如果您希望跟随我们的步骤,可以通过创建一个新的文件夹初始化一个新的 cargo 项目,并在其中运行 cargo init。所有的一切都在main.rs文件中.

实现我们自己的Futures

让我们先从引入依赖开始:

代码语言:javascript复制
use std::{
    future::Future, pin::Pin, sync::{mpsc::{channel, Sender}, Arc, Mutex},
    task::{Context, Poll, RawWaker, RawWakerVTable, Waker},
    thread::{self, JoinHandle}, time::{Duration, Instant}
};

执行器

执行器的责任是获取一个或多个Future然后运行他们到完成。

执行器拿到Future后的第一件事就是轮询它.

轮询后可以发现以下三种情况:

  1. Future返回Ready,然后就可以调度其他任何后续操作.
  2. 这个Future从未被轮询过,所以传入一个Waker,然后将它挂起
  3. 这个Future已经被轮询过,但是返回Pending

Rust通过Waker为Reactor和执行器提供了通信方式. reactor存储这个Waker,然后在Future等待的事件完成的时候调用Waker: : wake (),这样Future就会被再次轮询.

我们的执行器会是这个样子:

代码语言:javascript复制
// Our executor takes any object which implements the `Future` trait
fn block_on<F: Future>(mut future: F) -> F::Output {

    // the first thing we do is to construct a `Waker` which we'll pass on to
    // the `reactor` so it can wake us up when an event is ready.
    let mywaker = Arc::new(MyWaker{ thread: thread::current() }); 
    let waker = waker_into_waker(Arc::into_raw(mywaker));

    // The context struct is just a wrapper for a `Waker` object. Maybe in the
    // future this will do more, but right now it's just a wrapper.
    let mut cx = Context::from_waker(&waker);

    // So, since we run this on one thread and run one future to completion
    // we can pin the `Future` to the stack. This is unsafe, but saves an
    // allocation. We could `Box::pin` it too if we wanted. This is however
    // safe since we shadow `future` so it can't be accessed again and will
    // not move until it's dropped.
    let mut future = unsafe { Pin::new_unchecked(&mut future) };

    // We poll in a loop, but it's not a busy loop. It will only run when
    // an event occurs, or a thread has a "spurious wakeup" (an unexpected wakeup
    // that can happen for no good reason).
    let val = loop {
        
        match Future::poll(pinned, &mut cx) {

            // when the Future is ready we're finished
            Poll::Ready(val) => break val,

            // If we get a `pending` future we just go to sleep...
            Poll::Pending => thread::park(),
        };
    };
    val
}

在本章的所有例子中,我都选择了对代码进行广泛的注释。 我发现沿着这条路走会更容易一些,所以我不会在这里重复自己的话,只关注一些可能需要进一步解释的重要方面。

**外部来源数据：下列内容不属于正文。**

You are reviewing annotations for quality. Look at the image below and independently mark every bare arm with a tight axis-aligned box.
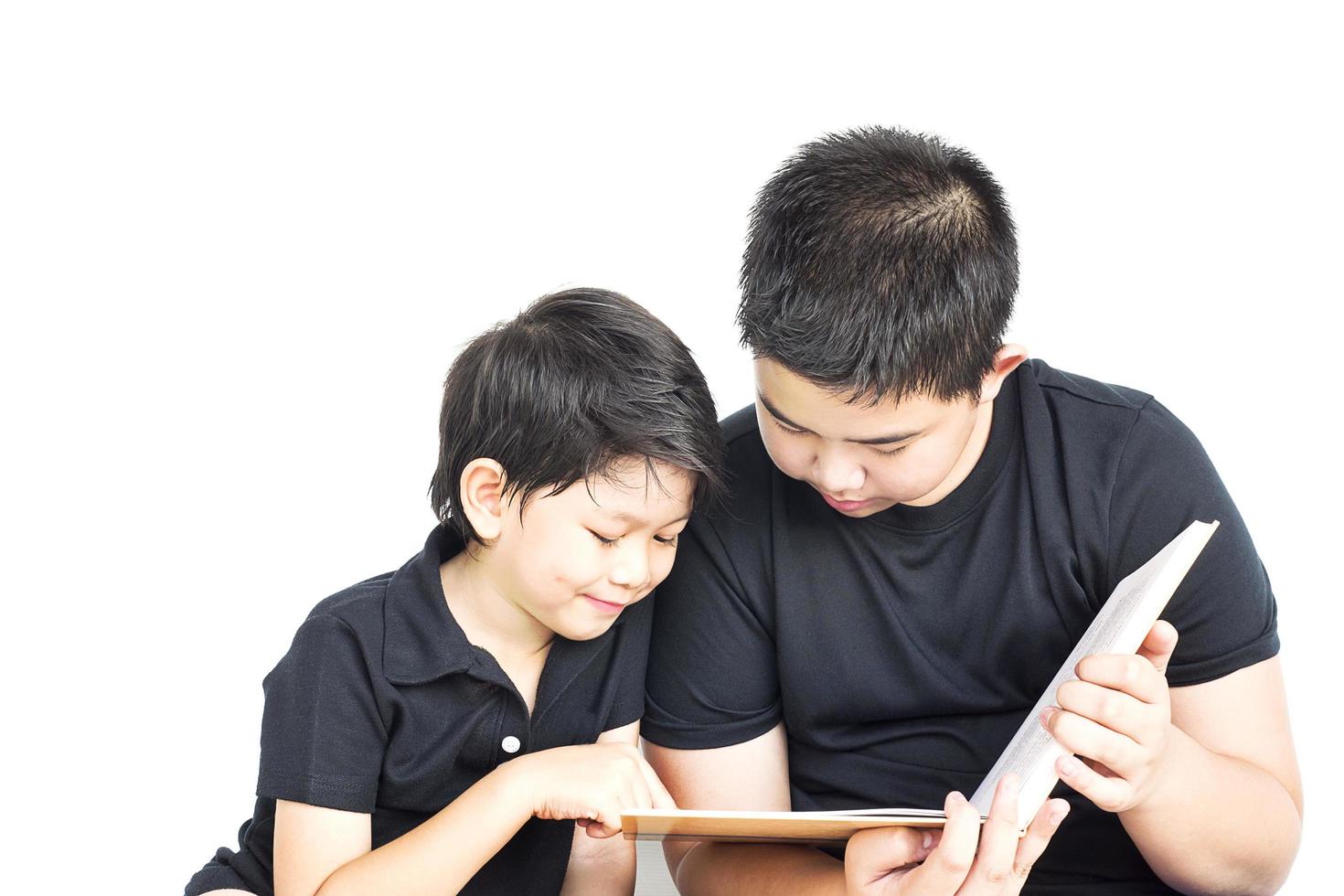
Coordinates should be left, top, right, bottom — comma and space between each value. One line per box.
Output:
1043, 622, 1302, 895
1120, 656, 1302, 893
274, 741, 671, 896
560, 721, 640, 896
274, 763, 532, 896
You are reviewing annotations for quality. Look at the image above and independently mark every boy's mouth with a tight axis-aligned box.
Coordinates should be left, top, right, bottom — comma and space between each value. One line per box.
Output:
583, 593, 625, 615
821, 492, 869, 513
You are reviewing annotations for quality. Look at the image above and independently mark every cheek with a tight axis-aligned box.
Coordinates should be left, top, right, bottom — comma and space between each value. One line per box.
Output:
761, 430, 812, 480
649, 547, 676, 589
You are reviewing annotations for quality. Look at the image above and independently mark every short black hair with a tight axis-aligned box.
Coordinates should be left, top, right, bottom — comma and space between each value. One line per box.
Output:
430, 289, 723, 543
738, 128, 1018, 403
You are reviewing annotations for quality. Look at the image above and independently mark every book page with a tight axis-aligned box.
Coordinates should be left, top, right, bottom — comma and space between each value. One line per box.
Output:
970, 521, 1218, 829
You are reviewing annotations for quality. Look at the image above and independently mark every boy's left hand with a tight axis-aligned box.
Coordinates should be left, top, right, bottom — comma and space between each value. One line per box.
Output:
1040, 621, 1176, 813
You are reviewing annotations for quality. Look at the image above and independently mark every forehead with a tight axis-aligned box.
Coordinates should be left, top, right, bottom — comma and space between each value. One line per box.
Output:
549, 457, 695, 524
755, 357, 965, 439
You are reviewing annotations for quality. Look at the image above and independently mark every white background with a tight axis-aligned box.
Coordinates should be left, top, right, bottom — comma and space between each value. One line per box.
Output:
0, 1, 1344, 893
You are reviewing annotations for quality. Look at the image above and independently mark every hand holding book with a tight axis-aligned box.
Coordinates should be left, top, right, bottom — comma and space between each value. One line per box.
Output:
844, 773, 1069, 896
1040, 622, 1176, 813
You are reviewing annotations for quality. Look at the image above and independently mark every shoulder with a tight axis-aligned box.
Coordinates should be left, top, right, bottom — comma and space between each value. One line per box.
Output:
719, 404, 777, 517
304, 572, 392, 639
1019, 358, 1200, 473
1021, 357, 1153, 414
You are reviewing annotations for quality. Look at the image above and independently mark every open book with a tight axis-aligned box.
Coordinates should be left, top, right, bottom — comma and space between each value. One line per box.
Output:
621, 521, 1218, 844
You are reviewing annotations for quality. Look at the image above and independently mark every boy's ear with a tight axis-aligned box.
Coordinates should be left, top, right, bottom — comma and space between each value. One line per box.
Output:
980, 343, 1029, 404
458, 457, 508, 543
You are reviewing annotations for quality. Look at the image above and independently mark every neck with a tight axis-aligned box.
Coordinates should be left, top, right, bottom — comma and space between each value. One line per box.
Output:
438, 548, 555, 656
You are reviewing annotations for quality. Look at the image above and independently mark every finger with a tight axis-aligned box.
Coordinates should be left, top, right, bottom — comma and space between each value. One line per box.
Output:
640, 756, 677, 808
967, 773, 1021, 891
1012, 799, 1069, 884
1055, 756, 1135, 811
1040, 707, 1147, 776
1138, 619, 1179, 675
583, 802, 621, 839
1055, 678, 1158, 743
901, 791, 980, 893
844, 827, 935, 890
1061, 653, 1167, 704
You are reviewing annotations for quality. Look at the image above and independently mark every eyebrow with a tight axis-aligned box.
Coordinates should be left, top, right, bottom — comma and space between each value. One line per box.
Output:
757, 392, 923, 444
606, 510, 691, 528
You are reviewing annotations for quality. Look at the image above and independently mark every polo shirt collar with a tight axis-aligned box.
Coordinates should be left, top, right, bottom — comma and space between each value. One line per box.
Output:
383, 525, 472, 684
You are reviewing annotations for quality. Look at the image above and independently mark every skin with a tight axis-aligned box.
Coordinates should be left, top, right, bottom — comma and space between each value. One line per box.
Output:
645, 354, 1302, 893
239, 458, 694, 896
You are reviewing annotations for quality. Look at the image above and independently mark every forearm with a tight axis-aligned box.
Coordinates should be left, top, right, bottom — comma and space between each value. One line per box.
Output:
560, 825, 635, 896
317, 763, 532, 896
675, 844, 844, 896
1120, 725, 1302, 893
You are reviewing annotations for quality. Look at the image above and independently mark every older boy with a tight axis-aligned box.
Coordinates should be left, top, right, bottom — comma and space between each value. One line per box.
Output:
643, 129, 1301, 893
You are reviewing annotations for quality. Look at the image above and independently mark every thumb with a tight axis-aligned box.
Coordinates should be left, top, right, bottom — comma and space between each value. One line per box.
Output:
844, 827, 935, 887
1138, 619, 1179, 675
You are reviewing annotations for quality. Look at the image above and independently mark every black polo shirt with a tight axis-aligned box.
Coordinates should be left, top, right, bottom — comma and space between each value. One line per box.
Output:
200, 527, 652, 895
643, 361, 1278, 893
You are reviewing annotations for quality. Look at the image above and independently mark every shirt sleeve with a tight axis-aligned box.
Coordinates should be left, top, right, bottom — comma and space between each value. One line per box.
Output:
1107, 400, 1278, 685
257, 613, 386, 813
603, 593, 653, 731
640, 517, 781, 750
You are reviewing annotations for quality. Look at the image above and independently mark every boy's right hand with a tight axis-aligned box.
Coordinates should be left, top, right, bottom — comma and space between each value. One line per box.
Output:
844, 775, 1069, 896
508, 743, 676, 837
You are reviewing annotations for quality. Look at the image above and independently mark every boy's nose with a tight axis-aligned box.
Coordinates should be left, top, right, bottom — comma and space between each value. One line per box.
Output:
609, 547, 649, 591
813, 454, 863, 497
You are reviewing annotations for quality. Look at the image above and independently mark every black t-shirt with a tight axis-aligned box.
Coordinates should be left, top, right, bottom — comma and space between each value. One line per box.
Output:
643, 361, 1278, 893
200, 527, 653, 895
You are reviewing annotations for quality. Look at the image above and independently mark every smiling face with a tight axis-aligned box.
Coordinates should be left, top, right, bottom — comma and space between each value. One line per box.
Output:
755, 358, 1020, 517
483, 458, 695, 641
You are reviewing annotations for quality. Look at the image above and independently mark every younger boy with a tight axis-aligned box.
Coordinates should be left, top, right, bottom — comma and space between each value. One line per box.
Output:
644, 129, 1301, 895
187, 289, 721, 896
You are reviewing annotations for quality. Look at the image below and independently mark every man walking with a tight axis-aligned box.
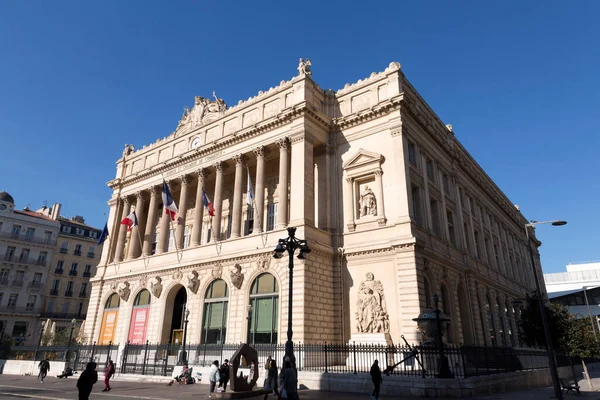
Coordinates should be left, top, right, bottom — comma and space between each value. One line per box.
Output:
38, 358, 50, 383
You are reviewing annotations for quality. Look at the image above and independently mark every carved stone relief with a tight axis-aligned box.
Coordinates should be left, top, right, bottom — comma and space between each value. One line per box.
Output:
150, 276, 163, 298
229, 264, 244, 289
356, 272, 390, 333
187, 271, 200, 294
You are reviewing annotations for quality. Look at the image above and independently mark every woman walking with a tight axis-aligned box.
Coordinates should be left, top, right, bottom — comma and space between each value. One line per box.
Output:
102, 360, 115, 392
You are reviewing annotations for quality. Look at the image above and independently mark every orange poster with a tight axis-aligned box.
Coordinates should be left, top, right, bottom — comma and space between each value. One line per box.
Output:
98, 311, 119, 346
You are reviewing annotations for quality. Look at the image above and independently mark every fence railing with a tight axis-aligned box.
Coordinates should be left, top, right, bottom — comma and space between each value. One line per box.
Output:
0, 342, 580, 378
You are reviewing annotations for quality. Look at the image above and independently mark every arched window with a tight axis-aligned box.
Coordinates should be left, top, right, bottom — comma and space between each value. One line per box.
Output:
128, 289, 150, 344
202, 279, 229, 344
248, 273, 279, 344
104, 293, 121, 310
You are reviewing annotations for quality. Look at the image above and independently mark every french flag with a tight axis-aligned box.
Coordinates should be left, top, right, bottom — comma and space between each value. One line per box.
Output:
162, 179, 177, 221
121, 211, 138, 231
202, 188, 215, 217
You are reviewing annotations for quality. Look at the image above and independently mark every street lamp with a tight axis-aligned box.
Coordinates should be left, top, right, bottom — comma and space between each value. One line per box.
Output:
433, 294, 454, 379
179, 308, 190, 364
65, 318, 77, 370
273, 227, 311, 372
525, 220, 567, 400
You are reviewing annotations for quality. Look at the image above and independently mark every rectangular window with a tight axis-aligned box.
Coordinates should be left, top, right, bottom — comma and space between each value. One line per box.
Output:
267, 203, 277, 232
25, 295, 37, 311
412, 186, 423, 226
429, 200, 442, 237
25, 228, 35, 242
4, 246, 17, 261
12, 321, 27, 338
408, 142, 417, 165
446, 211, 457, 247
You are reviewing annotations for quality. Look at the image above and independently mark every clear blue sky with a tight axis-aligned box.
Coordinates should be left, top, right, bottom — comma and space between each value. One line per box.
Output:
0, 0, 600, 271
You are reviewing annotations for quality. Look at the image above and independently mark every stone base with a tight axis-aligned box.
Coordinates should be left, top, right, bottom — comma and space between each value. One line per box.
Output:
212, 389, 271, 399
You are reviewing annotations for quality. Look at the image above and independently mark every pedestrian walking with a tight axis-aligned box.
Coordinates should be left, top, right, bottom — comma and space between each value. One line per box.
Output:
38, 358, 50, 383
77, 362, 98, 400
208, 360, 220, 397
263, 360, 281, 400
219, 359, 229, 392
102, 360, 115, 392
371, 360, 383, 400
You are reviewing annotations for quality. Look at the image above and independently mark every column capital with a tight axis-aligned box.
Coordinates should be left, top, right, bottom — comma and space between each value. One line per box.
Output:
277, 137, 290, 150
233, 154, 246, 166
252, 146, 269, 158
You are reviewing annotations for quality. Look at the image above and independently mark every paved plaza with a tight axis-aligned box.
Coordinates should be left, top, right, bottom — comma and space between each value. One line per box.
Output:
0, 371, 600, 400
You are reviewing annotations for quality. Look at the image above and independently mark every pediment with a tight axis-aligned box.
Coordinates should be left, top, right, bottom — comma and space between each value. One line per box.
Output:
343, 147, 383, 169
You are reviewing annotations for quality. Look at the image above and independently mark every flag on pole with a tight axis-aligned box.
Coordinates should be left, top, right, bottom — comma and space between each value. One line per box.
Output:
97, 222, 108, 246
121, 211, 138, 231
162, 179, 177, 221
202, 188, 215, 217
246, 169, 254, 208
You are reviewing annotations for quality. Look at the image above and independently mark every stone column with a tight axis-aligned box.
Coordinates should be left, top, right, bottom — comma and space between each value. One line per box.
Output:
115, 197, 131, 262
375, 168, 386, 226
175, 175, 191, 249
212, 161, 227, 241
142, 186, 158, 256
344, 178, 356, 232
231, 154, 246, 238
277, 138, 290, 228
156, 182, 173, 254
190, 168, 208, 246
127, 192, 147, 260
253, 146, 267, 233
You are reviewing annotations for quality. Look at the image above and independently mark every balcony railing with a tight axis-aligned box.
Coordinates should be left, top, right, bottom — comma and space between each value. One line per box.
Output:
0, 232, 56, 246
0, 304, 41, 314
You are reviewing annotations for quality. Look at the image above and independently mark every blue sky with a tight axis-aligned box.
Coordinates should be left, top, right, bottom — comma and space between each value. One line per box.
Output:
0, 0, 600, 271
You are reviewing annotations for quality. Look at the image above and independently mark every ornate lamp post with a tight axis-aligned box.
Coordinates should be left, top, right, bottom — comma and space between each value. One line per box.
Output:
525, 220, 567, 400
66, 318, 77, 368
273, 227, 311, 369
179, 308, 190, 365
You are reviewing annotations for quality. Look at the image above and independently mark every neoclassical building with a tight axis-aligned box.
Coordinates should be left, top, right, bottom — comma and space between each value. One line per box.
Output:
85, 60, 541, 346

现在你已经阅读了这么多关于生成器和 Pin 的内容,这应该很容易理解。 Future是一个状态机,每一个await点也是一个yield点。我们可以跨越await借用,我们遇到的问题与跨yield借用时完全一样。

Context只是 Waker 的包装器, 至少在我写这本书的时候,它仅仅是这样。在未来,Context对象可能不仅仅是包装一个Waker(译者注,原文是Future,应该有误),因此这种额外的抽象可以提供一些灵活性。

正如在关于生成器的章节中解释的那样,我们使用Pin来保证允许Future有自引用。

实现Future

Future有一个定义良好的接口,这意味着他们可以用于整个生态系统。

我们可以将这些Future连接起来,这样一旦leaf-future准备好了,我们就可以执行一系列操作,直到任务完成或者我们到达另一个leaf-future,我们将等待并将控制权交给调度程序。

我们Future的实现是这样的:

代码语言:javascript复制
// This is the definition of our `Waker`. We use a regular thread-handle here.
// It works but it's not a good solution. It's easy to fix though, I'll explain
// after this code snippet.
#[derive(Clone)]
struct MyWaker {
    thread: thread::Thread,
}

// This is the definition of our `Future`. It keeps all the information we
// need. This one holds a reference to our `reactor`, that's just to make
// this example as easy as possible. It doesn't need to hold a reference to
// the whole reactor, but it needs to be able to register itself with the
// reactor.
#[derive(Clone)]
pub struct Task {
    id: usize,
    reactor: Arc<Mutex<Box<Reactor>>>,
    data: u64,
}

// These are function definitions we'll use for our waker. Remember the
// "Trait Objects" chapter earlier.
fn mywaker_wake(s: &MyWaker) {
    let waker_ptr: *const MyWaker = s;
    let waker_arc = unsafe {Arc::from_raw(waker_ptr)};
    waker_arc.thread.unpark();
}

// Since we use an `Arc` cloning is just increasing the refcount on the smart
// pointer.
fn mywaker_clone(s: &MyWaker) -> RawWaker {
    let arc = unsafe { Arc::from_raw(s) };
    std::mem::forget(arc.clone()); // increase ref count
    RawWaker::new(Arc::into_raw(arc) as *const (), &VTABLE)
}

// This is actually a "helper funtcion" to create a `Waker` vtable. In contrast
// to when we created a `Trait Object` from scratch we don't need to concern
// ourselves with the actual layout of the `vtable` and only provide a fixed
// set of functions
const VTABLE: RawWakerVTable = unsafe {
    RawWakerVTable::new(
        |s| mywaker_clone(&*(s as *const MyWaker)),     // clone
        |s| mywaker_wake(&*(s as *const MyWaker)),      // wake
        |s| mywaker_wake(*(s as *const &MyWaker)),      // wake by ref
        |s| drop(Arc::from_raw(s as *const MyWaker)),   // decrease refcount
    )
};

// Instead of implementing this on the `MyWaker` object in `impl Mywaker...` we
// just use this pattern instead since it saves us some lines of code.
fn waker_into_waker(s: *const MyWaker) -> Waker {
    let raw_waker = RawWaker::new(s as *const (), &VTABLE);
    unsafe { Waker::from_raw(raw_waker) }
}

impl Task {
    fn new(reactor: Arc<Mutex<Box<Reactor>>>, data: u64, id: usize) -> Self {
        Task { id, reactor, data }
    }
}

// This is our `Future` implementation
impl Future for Task {
    type Output = usize;

    // Poll is the what drives the state machine forward and it's the only
    // method we'll need to call to drive futures to completion.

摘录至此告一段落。